IV Colors and stripes

Of course, instead of just considering either color or stripes, nothing stops you from considering both.

sheep v goats 6

You decide to consider all four subgroups separately.

sheep v goats 7

Now sheep are zapped less often in each subgroup. (1⁄4 < 2⁄7, 6⁄7 < 8⁄9, etc.)

When you compare everyone, there’s a bias against goats. When you compare by color, there’s a bias against sheep. When you compare by stripes, there’s also a bias against sheep. Yet when you compare by both color and stripes, there’s a bias against goats again.

Type of animals compared Who gets zapped more often?
All Goats
Light Sheep
Dark Sheep
Plain Sheep
Striped Sheep
Dark Plain Goats
Dark Striped Goats
Light Plain Goats
Light Striped Goats

The same data gives lots of different results! How can this happen?

To answer that, it’s important to realize that anything can happen. When you split data into subgroups, it’s possible to find any biases. These could reverse (or not) when you split those subgroups again. In the table above, any sequence of goats / sheep is possible in the right-hand column.

But how, you ask? How can this happen? I think this is the wrong question. Instead we should ask if there is anything to prevent this from happening. There are a huge variety of possible datasets, with all sorts of different group averages. Unless there is some special structure forcing things to be “orderly”, essentially arbitrary stuff can happen. There is no special force here.

V Individuals

So far, this all seems like a lesson about finding the right way to analyze data. In some cases, that’s probably true. Suppose read that Prestige Airways is more often delayed than GreatValue Skybus. Looking closer, you notice that Prestige flies mostly between snowy cities while Skybus mostly flies between warm dry cities. Prestige may have a better track record for all individual routes, but a worse track record overall, simply because they fly difficult routes more often. In this case, it’s probably correct to say because Prestige is better for any flight you might take, Prestige is more reliable.

But in other cases, the lesson should be just the opposite: There is no “right” way to analyze data. Often the real world looks like this:

sheep v goats 8

There’s no clear dividing line between “dark” and “light” animals. Stripes can be dense or sparse, thick or thin, light or dark. There can be many dark spots or few light spots. This list can go on forever. In the real world, individuals often vary in so many ways that there’s no obvious definition of subgroups. In these cases, you can’t beat the paradox. To get answers, you have to make arbitrary choices, even though the answers will depend on the choices you make.

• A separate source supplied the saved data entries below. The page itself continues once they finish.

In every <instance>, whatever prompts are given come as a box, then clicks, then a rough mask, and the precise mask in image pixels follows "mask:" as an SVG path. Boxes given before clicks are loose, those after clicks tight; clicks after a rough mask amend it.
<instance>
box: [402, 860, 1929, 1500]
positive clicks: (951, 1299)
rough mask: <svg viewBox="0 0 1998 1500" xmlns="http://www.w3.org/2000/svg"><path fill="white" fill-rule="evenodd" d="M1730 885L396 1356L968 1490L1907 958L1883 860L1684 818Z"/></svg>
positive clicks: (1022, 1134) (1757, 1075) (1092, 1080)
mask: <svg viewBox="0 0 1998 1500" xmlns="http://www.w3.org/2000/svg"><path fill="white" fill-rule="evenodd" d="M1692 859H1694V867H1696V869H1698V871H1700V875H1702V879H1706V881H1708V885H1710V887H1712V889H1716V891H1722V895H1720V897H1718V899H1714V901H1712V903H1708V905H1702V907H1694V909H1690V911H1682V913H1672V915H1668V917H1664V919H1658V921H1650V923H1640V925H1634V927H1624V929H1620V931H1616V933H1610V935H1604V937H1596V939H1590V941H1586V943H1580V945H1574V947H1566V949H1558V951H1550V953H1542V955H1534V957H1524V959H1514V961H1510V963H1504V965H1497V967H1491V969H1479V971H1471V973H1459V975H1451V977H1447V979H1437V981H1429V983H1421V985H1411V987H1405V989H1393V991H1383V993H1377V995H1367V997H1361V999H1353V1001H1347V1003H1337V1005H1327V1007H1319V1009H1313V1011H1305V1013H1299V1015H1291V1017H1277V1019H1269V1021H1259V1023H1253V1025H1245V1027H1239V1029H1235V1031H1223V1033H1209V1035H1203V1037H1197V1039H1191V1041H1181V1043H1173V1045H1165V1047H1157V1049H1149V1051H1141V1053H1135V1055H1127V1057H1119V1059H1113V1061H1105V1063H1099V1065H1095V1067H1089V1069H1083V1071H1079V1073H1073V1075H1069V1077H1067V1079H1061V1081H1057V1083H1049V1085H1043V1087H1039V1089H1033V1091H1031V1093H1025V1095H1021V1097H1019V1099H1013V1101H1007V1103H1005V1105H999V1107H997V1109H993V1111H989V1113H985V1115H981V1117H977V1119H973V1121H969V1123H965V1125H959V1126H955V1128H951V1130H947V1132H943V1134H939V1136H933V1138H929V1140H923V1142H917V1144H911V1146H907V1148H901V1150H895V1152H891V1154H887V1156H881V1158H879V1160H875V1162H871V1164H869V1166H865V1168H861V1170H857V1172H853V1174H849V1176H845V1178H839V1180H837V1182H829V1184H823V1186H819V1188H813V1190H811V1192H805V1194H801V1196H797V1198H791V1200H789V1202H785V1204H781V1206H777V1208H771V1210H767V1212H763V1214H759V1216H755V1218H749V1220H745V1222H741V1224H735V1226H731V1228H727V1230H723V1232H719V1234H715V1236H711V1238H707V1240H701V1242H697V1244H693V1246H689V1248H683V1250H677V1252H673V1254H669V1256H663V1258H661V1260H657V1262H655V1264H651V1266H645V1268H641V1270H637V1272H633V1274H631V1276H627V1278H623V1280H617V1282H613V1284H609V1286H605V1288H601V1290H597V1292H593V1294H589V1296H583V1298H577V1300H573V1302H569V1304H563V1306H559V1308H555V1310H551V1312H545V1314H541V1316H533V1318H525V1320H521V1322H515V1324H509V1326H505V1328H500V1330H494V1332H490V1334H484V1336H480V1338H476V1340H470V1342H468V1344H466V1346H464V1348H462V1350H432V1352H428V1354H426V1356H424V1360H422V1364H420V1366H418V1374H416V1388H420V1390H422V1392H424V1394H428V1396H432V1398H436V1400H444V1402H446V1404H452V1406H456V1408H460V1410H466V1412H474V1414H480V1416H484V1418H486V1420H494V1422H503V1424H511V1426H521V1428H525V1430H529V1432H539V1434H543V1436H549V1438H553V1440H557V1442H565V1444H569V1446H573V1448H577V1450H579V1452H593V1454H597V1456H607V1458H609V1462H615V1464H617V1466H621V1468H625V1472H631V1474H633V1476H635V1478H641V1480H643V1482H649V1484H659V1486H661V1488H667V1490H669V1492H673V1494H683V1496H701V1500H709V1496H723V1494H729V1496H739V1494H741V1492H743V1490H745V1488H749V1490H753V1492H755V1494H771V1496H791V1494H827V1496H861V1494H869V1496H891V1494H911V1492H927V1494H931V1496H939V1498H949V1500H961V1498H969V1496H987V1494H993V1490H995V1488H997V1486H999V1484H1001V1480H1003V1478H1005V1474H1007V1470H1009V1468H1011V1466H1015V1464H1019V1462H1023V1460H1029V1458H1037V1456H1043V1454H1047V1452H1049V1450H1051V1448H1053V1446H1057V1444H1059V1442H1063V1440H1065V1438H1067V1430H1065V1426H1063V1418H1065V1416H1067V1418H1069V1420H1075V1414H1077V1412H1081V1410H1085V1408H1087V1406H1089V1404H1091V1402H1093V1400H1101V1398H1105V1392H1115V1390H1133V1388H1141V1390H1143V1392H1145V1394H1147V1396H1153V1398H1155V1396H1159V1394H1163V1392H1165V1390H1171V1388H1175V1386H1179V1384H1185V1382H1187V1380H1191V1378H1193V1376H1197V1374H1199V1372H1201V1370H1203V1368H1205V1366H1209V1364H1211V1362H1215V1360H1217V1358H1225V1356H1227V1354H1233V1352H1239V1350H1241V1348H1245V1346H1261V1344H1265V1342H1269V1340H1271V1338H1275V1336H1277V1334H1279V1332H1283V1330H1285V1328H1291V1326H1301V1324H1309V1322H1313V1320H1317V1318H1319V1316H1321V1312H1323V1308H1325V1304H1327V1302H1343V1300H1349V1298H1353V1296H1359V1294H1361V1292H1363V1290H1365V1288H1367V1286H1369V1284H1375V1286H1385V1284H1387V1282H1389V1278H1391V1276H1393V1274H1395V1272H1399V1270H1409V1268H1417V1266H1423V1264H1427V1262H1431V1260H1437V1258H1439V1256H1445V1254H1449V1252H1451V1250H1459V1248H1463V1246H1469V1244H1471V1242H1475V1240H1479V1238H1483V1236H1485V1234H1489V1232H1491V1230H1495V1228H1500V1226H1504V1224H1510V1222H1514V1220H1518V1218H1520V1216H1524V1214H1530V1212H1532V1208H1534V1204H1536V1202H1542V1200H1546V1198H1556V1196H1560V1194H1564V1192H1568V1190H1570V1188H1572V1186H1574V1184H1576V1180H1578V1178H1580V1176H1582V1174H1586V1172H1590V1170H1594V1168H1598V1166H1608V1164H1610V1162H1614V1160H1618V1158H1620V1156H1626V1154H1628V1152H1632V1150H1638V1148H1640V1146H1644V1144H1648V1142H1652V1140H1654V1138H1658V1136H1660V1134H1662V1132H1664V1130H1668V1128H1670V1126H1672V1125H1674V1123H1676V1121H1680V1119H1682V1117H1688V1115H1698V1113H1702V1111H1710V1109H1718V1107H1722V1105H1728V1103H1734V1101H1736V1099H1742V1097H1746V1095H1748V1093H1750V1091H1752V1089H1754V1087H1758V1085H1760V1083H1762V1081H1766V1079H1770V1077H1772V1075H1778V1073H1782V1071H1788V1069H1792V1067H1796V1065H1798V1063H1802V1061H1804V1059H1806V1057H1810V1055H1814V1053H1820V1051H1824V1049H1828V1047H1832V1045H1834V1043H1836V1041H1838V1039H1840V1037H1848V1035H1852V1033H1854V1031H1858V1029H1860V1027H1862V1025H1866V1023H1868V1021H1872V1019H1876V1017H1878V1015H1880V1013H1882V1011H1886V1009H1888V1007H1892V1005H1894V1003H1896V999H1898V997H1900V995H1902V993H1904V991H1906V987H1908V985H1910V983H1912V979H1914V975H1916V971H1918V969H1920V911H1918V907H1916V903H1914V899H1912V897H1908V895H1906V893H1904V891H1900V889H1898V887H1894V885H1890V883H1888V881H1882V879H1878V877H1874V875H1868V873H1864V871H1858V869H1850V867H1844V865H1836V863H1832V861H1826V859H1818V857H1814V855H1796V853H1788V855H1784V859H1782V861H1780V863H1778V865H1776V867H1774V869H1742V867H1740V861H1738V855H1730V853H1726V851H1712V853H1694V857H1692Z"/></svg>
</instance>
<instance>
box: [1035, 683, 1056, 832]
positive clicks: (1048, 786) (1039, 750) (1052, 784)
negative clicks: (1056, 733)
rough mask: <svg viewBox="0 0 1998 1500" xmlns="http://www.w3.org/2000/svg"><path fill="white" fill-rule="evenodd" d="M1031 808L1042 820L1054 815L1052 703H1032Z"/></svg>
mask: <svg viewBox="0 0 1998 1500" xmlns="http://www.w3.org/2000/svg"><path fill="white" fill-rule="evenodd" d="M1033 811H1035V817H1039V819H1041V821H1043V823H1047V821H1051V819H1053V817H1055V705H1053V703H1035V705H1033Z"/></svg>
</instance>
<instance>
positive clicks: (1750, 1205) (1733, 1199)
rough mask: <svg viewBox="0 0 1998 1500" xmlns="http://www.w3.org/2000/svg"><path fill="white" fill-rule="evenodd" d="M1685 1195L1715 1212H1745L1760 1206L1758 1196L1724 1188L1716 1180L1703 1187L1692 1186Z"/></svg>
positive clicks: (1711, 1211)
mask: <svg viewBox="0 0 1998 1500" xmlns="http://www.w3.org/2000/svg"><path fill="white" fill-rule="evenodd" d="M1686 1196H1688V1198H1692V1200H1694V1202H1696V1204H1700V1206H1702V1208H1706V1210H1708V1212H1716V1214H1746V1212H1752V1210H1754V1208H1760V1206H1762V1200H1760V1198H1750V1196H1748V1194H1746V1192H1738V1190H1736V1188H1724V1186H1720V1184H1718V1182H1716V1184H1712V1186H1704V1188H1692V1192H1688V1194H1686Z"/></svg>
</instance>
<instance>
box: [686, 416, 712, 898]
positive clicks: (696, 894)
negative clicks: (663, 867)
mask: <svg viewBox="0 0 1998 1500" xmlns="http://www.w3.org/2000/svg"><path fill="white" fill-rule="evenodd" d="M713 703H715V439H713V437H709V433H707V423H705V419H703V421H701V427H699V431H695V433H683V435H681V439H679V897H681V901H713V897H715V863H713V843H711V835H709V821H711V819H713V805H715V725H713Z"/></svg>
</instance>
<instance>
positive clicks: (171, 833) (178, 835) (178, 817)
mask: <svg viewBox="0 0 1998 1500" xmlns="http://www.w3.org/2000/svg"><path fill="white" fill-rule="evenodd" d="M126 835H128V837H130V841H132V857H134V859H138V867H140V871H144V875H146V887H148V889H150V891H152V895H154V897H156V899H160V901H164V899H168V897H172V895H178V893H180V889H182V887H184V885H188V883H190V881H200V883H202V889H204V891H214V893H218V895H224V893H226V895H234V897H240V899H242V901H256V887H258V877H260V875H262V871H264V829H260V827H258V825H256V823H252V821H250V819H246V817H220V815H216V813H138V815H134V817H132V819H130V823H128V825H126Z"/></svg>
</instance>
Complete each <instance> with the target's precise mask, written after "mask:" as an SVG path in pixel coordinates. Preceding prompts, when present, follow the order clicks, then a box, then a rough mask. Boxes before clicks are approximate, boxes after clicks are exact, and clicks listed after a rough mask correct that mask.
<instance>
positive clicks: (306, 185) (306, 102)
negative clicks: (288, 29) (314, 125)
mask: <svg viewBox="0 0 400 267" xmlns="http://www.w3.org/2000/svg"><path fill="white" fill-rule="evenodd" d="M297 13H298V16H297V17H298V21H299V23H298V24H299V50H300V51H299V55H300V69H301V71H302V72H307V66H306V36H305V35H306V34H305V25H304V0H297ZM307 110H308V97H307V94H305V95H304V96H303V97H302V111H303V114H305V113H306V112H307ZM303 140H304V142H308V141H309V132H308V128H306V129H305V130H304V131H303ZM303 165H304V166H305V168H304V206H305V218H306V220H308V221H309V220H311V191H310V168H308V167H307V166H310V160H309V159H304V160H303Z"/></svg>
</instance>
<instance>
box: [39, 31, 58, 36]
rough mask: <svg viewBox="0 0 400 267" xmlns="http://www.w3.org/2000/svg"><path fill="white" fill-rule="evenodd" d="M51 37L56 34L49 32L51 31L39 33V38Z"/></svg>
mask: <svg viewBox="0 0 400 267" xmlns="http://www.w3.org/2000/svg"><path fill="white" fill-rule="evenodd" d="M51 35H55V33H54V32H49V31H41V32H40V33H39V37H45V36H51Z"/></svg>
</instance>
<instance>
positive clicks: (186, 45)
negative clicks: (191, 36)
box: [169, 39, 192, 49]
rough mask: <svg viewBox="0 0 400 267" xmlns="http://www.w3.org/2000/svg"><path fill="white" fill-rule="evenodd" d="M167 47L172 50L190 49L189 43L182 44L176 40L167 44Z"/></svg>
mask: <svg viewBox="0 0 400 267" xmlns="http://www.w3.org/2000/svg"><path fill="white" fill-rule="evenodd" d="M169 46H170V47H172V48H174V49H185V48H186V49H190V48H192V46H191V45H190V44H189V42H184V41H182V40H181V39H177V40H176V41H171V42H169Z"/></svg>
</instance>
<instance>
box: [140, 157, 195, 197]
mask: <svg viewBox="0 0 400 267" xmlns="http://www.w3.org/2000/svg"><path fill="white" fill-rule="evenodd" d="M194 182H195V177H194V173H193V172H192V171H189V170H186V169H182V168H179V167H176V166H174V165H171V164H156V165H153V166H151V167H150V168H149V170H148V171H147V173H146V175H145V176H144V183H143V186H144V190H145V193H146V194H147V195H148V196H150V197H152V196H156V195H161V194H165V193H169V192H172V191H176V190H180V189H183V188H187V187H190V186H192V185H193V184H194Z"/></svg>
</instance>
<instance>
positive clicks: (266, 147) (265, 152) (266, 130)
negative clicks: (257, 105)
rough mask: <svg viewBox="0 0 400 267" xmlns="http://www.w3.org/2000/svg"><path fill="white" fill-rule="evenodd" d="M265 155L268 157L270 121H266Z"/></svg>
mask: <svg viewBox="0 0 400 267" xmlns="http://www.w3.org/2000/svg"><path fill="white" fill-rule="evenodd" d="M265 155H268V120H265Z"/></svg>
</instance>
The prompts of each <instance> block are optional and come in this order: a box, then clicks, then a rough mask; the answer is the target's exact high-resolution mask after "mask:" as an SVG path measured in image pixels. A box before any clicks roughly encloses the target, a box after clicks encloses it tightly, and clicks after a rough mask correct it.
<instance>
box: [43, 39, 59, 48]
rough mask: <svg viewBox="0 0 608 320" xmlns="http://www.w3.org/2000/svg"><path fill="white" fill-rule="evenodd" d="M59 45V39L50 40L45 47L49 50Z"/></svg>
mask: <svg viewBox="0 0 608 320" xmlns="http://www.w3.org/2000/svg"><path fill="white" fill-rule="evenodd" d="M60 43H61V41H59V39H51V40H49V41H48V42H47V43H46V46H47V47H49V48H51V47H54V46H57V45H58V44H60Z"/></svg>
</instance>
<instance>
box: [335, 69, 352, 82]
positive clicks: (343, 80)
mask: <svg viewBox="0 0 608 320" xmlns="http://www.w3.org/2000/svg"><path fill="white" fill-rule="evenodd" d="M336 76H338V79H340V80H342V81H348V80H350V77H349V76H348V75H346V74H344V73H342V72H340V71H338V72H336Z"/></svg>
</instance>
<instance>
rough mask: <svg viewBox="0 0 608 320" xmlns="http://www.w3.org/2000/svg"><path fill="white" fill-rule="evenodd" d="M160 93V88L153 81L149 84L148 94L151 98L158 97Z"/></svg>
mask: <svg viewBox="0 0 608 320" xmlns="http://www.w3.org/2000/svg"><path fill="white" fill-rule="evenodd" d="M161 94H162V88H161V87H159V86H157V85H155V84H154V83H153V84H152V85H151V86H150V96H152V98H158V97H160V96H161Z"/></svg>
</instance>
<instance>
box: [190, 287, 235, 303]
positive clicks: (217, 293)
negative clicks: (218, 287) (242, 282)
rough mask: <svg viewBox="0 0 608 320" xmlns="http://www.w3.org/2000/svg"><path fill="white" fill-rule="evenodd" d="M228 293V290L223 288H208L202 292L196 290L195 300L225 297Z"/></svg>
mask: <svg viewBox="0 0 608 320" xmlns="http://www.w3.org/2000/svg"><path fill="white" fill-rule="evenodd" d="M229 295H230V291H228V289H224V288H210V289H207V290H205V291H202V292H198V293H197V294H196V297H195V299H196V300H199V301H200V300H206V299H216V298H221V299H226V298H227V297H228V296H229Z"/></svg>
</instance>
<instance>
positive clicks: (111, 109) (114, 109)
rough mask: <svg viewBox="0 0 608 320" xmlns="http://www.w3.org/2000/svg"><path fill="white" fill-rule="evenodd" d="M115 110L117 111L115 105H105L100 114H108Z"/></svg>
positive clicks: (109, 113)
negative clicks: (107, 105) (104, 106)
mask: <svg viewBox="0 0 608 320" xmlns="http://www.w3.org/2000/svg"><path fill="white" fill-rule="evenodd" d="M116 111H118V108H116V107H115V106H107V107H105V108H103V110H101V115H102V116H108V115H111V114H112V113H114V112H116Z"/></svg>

Arguably this is a philosophical problem as much as a statistical one. We usually think about bias in terms of “groups”. If prospects vary for two “otherwise identical” individuals in two groups, we say there is a bias. This made sense for the airlines above: If Prestige was more often on time than GreatValue for each route, it’s fair to say Prestige is more reliable.

In a world of individuals, this definition of bias breaks down. Suppose Prestige mostly flies in the middle of the day on weekends in winter, while Skybus mostly flies at night during the week in summer. They vary from these patterns, but never enough that they are flying the same route on the same day at the same time at the same time of year. If you want to compare the two, you can group flights by cities or day or time or season, but not all of them. Different groupings (and sub-groupings) can give different result. There simply is no right answer.

This is the endpoint of Simpson’s paradox: Group level differences often really are misleading. You can try to solve that by accounting for variability within groups, and there are lots of complex ways to try to do that I haven’t talked about. However, none of them solve the fundamental problem that it’s not clear what bias means when every individual is unique.

So by all means, beware of Simpson’s paradox. Try splitting your data and see what happens. But keep in mind that you might be trying to estimate a quantity that’s not defined. No data will solve that problem for you.